Setting the stage for
Swing Vote ( a 2008 movie)
This is a little like the superdelegate thing in party conventions. In theory, it’s supposed to add another, more thoughtful deliberative layer, but in practice it’s garbage that will only have power when creating disaster.
The conservative rendering of the Constitution has failed. A handful of people, not surprisingly, people who embrace corruption and crime, are getting into office, stopping our processes, and deciding everybody else is wrong.
It’s time to fully realize the liberal Constitution of the founders. Corporations are not people. Money is not speech. Trump cannot do anything he wants, and Moscow Mitch is not god.
I don’t think so:
" If no candidate receives a majority of Electoral votes, the House of Representatives elects the President from the 3 Presidential candidates who received the most Electoral votes. … The Senate would elect the Vice President from the 2 Vice Presidential candidates with the most Electoral votes.
Yes, I was wrong, you are correct. Thanks!
Just because they didn’t exercise judgment in a way we agree with doesn’t mean they don’t have the latitude to exercise it.
OFFS. If they didn’t exercise it this time with so obvious a problem, when would they?
It’s as vestigial as an appendix.
Yup. It’s completely vestigial. That doesn’t mean the Tenth Circuit is wrong on the law.
I didn’t say they were wrong on the law. I said the law didn’t work as intended.
The law worked exactly as intended. The Electors didn’t.
Ah…Don’t hate the law, hate the lawyer who abuses it?
Laws that don’t work… don’t work…and need to be revised.
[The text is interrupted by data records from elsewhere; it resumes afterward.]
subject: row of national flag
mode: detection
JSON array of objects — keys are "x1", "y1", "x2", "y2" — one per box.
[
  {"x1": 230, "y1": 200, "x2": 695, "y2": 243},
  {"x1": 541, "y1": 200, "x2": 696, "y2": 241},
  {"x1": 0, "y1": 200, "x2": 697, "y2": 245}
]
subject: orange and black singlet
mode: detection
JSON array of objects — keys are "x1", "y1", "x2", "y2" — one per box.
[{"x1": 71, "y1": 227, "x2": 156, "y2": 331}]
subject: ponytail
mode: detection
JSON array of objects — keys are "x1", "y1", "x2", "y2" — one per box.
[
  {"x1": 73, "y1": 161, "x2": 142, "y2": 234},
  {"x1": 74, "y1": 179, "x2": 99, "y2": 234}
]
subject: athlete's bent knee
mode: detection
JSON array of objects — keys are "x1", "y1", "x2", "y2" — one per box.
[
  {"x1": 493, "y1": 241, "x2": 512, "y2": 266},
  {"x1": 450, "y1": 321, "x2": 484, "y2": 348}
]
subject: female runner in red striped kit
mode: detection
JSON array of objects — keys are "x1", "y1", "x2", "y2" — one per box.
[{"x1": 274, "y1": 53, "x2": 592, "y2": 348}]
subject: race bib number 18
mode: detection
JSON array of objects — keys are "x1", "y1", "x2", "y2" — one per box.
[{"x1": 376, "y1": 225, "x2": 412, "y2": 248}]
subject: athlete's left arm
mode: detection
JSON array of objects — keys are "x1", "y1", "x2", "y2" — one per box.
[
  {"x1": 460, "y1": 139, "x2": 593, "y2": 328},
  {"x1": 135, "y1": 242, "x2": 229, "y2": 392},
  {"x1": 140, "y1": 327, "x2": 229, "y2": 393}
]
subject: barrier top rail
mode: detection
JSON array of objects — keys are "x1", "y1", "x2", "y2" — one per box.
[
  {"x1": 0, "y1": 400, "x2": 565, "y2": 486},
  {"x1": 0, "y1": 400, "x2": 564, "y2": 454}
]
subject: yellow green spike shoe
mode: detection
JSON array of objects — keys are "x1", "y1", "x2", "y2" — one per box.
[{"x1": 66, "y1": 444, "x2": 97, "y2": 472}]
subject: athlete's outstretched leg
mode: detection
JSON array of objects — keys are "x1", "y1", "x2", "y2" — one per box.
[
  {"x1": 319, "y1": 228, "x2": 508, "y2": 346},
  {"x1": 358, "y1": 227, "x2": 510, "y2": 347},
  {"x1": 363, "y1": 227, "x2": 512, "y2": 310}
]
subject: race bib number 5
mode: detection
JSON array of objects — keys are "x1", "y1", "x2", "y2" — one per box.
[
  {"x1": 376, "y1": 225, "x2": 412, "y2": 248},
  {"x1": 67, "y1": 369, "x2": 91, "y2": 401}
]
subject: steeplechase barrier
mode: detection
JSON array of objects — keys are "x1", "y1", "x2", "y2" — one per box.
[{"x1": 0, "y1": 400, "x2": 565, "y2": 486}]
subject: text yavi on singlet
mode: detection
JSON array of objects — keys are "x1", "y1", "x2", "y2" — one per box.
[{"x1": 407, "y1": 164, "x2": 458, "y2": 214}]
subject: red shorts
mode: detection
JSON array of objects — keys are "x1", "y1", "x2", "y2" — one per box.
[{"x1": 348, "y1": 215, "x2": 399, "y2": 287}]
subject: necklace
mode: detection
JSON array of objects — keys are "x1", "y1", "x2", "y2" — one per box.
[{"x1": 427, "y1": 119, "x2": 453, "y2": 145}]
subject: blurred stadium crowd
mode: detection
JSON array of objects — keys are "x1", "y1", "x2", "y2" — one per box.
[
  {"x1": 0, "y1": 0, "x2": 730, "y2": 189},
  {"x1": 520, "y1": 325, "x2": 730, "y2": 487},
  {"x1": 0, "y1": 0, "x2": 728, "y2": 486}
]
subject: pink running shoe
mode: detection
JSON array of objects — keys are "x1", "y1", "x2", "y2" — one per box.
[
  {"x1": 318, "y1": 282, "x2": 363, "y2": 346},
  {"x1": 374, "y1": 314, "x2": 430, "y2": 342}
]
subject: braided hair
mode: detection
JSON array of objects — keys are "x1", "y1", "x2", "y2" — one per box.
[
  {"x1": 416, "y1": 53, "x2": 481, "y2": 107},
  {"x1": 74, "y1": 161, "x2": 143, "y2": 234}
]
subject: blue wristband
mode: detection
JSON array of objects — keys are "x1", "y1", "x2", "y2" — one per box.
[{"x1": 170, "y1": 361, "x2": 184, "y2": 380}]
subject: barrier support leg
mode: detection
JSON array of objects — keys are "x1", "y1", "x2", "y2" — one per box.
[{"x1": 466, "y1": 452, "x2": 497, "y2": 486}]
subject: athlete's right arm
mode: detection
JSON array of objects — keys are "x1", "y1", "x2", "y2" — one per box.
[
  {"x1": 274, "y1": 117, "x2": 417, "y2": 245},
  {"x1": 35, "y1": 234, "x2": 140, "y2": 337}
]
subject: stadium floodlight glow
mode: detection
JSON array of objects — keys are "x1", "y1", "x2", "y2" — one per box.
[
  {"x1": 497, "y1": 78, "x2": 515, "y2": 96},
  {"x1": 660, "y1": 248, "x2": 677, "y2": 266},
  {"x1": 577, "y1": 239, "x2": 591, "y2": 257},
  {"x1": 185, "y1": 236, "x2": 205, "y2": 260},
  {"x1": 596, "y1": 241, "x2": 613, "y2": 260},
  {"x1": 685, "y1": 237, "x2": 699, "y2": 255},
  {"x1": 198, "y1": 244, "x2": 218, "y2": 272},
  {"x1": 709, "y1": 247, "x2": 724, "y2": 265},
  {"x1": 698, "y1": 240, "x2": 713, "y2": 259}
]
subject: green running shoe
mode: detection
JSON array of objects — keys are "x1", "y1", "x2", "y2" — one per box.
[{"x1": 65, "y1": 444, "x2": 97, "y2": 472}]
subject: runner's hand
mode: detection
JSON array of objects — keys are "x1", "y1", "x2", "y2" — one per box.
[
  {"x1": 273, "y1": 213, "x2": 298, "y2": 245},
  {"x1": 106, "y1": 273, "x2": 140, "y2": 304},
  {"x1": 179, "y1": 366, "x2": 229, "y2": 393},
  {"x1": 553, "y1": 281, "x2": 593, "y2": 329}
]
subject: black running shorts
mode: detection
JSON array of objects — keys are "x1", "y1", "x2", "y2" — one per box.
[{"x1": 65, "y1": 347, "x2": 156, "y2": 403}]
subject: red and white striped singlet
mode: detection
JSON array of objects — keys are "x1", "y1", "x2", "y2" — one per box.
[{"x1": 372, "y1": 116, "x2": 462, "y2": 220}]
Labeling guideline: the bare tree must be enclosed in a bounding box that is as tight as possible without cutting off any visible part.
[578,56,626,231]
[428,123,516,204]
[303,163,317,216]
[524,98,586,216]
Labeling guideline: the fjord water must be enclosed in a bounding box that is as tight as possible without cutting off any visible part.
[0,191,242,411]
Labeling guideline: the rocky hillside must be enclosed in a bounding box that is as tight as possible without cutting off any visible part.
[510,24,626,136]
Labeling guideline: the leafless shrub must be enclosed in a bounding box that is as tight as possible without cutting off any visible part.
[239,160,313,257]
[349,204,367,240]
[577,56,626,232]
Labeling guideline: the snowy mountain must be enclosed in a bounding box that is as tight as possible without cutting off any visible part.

Nope. Not saying that at all. The Electoral college stems from a fundamental mistrust of direct democracy on the part of the uneducated masses. It was also designed with an intended lack of political parties, in an age where the population was low enough that the electors could all be known representatives of the voters, men of standing and judgment that the people could know well enough to trust, and who could, in turn, know the candidates well enough to render an informed, considered judgment. And it was a time where the speed of communications and the lack of real mass media made it difficult for candidates to really connect on any level with the masses themselves, so having local representatives made more sense. A product of its time, and its authors’ skepticism about the rationality of people.
It’s also completely outdated and counterproductive, just like the entire ‘we’ll hold primaries on different days because candidates need time to travel from one city to the next by horse, let alone one state to the next’ system is.
Outdated laws need to be changed. Laws that don’t serve the general interest with an understanding of how the modern landscape intersects with human nature need to be changed. That doesn’t mean ‘This Court Case Could Bring Chaos To The Electoral College’. Any chaos that would result from Electoral discretion is already there. The Tenth is right, Smith is wrong, and it’ll take a Constitutional Amendment to change that.
Even in a case like the popular vote initiative, where the Electors are assigned proportionately as soon as enough states sign on to trigger it… doesn’t change that. The states can assign however they like… and come December, the Electors can flip those laws the bird, because the Constitution says they can.
That doesn’t make it right, and it doesn’t mean it shouldn’t be changed. But then, I never said it was right, and I never said it shouldn’t changed.
All I said was that the Tenth is right, and Smith’s wrong, about what the law is right now.
My original comment didn’t say the court was wrong either. I said it didn’t work as intended.